Privacy right

An encouraging victory last week for the quaint notion that consenting adults have a right to privacy in their own homes:

A federal appeals court on Thursday tossed out a Texas ban on the sale of sex toys, citing a 2003 U.S. Supreme Court decision that struck down that state’s sodomy law.

The sex-toy ban made it illegal to sell or promote obscene devices, with a punishment of up to two years behind bars. Two Austin stores and a retail distributor challenged the law in 2004, but lost before a federal judge.

Last week, though, the 5th U.S. Circuit Court of Appeals sided with the store owners.

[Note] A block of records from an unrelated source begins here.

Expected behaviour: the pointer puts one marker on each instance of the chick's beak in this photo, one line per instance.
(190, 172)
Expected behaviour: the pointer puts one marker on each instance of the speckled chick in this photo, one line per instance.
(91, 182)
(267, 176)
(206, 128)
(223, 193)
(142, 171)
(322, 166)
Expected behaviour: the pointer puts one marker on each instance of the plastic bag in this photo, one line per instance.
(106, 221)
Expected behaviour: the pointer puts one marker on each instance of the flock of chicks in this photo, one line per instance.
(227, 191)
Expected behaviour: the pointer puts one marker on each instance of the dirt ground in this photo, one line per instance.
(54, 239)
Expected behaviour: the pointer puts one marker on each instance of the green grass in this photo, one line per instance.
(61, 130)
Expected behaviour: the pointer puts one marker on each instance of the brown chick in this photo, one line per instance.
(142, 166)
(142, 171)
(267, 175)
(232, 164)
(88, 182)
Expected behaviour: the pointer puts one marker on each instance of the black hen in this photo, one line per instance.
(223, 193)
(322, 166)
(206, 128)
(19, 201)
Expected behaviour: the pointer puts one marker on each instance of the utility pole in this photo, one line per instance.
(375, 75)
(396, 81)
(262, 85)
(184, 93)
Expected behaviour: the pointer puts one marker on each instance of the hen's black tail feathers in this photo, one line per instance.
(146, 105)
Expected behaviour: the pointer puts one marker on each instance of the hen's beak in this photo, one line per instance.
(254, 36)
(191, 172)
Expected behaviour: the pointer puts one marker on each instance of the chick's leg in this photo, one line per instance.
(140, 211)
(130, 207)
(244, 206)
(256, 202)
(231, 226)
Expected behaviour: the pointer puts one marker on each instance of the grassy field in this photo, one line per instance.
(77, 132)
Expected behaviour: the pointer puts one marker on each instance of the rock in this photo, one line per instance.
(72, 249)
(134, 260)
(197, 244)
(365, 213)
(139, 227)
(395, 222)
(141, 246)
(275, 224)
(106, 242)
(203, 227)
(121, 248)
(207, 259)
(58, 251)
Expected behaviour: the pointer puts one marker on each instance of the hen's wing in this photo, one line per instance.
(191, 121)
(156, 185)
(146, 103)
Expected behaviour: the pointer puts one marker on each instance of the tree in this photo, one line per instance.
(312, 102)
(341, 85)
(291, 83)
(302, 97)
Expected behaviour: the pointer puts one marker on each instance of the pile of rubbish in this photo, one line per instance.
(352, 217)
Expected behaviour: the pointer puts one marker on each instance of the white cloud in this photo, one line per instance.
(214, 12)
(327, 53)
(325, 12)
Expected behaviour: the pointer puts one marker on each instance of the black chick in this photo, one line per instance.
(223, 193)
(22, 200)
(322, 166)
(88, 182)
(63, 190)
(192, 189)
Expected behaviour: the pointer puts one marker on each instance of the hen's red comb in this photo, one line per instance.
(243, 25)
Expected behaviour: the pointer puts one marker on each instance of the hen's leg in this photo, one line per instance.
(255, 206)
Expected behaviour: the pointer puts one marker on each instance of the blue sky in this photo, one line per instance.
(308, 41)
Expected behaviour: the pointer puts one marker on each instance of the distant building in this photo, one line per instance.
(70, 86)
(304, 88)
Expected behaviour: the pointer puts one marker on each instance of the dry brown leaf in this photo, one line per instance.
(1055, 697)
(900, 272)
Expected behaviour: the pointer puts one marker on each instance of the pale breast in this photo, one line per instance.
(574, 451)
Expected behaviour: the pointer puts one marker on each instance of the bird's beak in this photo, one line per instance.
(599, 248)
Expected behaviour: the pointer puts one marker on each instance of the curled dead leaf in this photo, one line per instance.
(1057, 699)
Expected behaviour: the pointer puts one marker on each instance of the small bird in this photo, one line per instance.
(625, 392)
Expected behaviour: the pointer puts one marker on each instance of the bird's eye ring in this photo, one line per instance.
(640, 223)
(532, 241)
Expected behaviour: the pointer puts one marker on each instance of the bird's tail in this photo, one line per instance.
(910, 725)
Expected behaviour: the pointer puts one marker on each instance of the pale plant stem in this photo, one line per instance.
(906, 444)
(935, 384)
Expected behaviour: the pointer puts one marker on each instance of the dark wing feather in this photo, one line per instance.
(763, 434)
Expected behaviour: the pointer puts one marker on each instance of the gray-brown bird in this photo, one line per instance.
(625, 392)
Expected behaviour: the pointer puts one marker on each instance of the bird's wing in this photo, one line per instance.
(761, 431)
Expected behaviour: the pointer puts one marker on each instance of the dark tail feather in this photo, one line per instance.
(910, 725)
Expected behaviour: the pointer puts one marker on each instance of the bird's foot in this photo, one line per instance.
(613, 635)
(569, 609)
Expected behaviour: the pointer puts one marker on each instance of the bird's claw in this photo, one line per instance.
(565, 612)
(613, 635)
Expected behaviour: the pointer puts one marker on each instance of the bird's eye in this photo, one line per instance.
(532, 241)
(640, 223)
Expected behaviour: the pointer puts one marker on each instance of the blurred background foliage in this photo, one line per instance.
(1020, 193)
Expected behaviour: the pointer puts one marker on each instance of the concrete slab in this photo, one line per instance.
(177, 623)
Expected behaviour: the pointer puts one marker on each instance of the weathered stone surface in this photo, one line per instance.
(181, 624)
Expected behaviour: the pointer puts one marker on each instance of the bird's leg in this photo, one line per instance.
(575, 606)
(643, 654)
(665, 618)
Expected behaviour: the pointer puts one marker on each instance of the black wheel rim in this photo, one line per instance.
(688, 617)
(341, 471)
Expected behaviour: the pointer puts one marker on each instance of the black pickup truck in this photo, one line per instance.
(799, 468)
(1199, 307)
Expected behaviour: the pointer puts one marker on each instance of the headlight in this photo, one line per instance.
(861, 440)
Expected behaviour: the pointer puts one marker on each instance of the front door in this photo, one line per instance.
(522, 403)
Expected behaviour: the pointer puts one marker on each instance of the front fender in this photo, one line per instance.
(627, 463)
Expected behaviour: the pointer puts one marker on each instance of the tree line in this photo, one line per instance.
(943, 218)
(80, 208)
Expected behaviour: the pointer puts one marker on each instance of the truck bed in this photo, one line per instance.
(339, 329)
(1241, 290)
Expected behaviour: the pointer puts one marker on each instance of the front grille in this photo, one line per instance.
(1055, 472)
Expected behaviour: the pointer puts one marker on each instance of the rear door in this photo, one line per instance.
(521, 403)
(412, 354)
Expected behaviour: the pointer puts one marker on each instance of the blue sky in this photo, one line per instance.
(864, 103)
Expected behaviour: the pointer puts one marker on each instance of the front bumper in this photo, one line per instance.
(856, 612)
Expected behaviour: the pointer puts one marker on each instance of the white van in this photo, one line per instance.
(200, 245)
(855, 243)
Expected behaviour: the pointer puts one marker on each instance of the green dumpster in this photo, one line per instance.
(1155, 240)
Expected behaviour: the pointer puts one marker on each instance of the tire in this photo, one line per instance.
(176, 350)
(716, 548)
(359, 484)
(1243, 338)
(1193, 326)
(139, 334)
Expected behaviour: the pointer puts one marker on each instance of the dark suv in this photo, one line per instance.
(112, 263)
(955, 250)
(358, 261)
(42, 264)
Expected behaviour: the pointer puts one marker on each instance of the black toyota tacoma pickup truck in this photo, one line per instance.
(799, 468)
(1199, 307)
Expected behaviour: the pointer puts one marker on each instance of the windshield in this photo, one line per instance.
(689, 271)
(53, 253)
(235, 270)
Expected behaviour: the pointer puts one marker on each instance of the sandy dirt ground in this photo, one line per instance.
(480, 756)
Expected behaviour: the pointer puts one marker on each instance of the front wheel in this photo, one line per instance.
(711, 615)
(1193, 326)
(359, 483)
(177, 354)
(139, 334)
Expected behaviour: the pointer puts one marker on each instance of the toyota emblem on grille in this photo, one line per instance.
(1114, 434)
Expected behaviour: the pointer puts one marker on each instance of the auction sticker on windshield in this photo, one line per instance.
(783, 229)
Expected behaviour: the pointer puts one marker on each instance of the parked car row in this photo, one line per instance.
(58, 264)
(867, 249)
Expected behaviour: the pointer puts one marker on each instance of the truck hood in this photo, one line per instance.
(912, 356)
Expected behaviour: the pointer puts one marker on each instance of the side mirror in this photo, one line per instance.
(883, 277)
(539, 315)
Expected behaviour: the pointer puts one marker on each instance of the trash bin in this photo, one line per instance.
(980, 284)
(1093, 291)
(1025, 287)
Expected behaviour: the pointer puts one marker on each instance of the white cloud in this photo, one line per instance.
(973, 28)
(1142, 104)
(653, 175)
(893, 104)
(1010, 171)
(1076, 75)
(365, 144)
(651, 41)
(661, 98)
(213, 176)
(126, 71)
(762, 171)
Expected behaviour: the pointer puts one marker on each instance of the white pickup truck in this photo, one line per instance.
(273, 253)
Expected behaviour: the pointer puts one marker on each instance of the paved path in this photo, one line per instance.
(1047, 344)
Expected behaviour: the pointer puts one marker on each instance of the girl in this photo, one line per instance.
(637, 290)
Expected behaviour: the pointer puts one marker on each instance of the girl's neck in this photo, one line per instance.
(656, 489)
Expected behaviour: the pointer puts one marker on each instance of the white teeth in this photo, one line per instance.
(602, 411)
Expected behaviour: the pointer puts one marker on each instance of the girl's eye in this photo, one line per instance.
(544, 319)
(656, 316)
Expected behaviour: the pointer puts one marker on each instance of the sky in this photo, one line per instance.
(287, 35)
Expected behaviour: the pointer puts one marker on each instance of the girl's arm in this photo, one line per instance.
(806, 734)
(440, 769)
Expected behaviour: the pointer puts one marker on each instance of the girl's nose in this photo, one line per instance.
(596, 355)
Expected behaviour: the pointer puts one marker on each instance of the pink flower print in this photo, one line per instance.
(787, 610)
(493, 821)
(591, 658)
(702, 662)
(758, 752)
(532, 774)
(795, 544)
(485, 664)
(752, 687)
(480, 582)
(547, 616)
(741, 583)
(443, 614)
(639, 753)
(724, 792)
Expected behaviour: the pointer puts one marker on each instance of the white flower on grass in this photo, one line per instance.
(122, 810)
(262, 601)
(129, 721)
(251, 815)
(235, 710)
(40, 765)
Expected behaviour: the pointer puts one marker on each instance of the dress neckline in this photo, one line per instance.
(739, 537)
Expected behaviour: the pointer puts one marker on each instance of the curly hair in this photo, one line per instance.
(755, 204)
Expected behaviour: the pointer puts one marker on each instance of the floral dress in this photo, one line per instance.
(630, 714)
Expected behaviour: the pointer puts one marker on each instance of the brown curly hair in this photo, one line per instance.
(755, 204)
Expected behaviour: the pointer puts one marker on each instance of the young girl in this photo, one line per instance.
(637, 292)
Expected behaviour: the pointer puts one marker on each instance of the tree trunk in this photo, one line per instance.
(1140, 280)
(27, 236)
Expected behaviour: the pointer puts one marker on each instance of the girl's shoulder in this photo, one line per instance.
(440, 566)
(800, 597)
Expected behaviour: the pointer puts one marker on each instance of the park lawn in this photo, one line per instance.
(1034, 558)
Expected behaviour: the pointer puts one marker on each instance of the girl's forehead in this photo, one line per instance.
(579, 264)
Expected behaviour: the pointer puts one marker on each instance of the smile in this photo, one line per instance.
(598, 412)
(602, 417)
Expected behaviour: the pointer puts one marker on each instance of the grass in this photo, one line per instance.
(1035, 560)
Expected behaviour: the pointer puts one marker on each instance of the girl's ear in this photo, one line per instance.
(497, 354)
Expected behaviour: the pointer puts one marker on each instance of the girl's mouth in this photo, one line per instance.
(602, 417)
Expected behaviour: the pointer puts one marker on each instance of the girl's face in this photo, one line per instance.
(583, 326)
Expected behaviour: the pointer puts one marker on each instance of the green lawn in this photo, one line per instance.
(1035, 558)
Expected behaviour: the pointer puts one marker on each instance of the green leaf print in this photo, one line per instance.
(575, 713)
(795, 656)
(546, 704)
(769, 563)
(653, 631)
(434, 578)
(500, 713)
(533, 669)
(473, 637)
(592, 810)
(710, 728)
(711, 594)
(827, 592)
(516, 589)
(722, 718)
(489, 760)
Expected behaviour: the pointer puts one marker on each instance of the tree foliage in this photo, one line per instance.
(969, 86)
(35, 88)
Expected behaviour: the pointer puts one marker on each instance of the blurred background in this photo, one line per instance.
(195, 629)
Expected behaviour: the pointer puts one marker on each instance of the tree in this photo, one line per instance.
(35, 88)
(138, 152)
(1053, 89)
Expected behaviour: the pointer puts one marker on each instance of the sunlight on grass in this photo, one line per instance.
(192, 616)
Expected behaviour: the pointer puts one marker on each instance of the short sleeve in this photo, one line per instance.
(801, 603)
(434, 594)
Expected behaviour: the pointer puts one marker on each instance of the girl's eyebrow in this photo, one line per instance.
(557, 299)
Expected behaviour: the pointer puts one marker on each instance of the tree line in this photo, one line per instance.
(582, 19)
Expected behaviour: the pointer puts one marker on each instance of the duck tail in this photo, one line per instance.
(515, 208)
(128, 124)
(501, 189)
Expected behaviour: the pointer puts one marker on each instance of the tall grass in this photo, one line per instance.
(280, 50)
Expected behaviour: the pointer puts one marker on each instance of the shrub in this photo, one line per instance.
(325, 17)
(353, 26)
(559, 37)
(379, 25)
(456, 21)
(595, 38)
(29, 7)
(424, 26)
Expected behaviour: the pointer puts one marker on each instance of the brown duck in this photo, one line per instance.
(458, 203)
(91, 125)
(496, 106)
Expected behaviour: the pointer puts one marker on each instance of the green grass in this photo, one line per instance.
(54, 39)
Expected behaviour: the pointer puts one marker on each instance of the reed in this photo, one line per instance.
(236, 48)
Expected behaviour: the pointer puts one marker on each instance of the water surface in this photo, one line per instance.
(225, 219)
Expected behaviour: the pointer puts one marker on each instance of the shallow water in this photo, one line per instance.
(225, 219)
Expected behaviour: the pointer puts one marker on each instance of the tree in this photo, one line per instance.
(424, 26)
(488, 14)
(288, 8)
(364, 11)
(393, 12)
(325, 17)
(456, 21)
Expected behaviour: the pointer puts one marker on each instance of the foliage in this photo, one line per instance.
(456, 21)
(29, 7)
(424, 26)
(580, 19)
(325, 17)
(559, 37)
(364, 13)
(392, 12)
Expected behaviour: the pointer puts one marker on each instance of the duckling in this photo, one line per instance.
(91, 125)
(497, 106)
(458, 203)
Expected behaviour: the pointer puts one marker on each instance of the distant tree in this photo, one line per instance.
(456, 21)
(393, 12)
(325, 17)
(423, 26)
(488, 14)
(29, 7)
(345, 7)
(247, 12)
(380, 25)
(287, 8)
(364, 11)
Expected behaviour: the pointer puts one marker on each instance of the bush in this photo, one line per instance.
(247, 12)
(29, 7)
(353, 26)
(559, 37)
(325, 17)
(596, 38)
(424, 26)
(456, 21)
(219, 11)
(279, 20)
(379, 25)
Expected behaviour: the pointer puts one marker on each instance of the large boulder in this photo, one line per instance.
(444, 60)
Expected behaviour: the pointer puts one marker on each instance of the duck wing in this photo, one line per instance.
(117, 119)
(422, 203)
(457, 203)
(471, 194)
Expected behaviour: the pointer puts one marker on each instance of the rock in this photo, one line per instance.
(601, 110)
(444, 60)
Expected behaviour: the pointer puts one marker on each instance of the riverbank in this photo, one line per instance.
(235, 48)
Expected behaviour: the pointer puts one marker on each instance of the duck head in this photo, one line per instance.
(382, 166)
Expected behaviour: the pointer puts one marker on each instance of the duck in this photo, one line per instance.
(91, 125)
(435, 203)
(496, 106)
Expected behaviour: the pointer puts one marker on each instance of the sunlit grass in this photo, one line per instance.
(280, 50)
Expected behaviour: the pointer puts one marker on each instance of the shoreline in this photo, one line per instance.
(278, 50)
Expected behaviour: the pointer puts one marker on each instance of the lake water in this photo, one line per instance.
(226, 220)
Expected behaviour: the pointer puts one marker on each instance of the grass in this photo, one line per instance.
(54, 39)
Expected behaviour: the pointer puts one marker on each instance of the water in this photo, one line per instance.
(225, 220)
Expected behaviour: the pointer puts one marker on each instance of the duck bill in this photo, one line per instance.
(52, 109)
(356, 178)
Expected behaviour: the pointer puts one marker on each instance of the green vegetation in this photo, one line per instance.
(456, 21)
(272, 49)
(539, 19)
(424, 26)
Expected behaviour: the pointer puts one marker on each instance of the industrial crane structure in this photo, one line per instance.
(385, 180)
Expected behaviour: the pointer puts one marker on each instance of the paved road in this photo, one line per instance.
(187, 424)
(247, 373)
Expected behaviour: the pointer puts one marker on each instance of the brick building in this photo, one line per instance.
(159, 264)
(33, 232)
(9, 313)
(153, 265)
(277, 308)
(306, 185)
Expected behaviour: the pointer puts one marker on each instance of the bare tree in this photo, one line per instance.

“The state here wants to use its laws to enforce a public moral code by restricting private intimate conduct,” the appeals judges wrote. “The case is not about public sex. It is not about controlling commerce in sex. It is about controlling what people do in the privacy of their own homes because the state is morally opposed to a certain type of consensual private intimate conduct. This is an insufficient justification.”

Well, well.

Defenders of liberty and freedom should celebrate the 5th Circuit’s reasoning, as it throws up a slight impediment to the government authorities and bluenoses who seem to believe they have a right to regulate virtually every aspect of our personal behavior.

It’s a dangerous premise cloaked in the warm blanket of good intentions — and it needs to be confronted head on.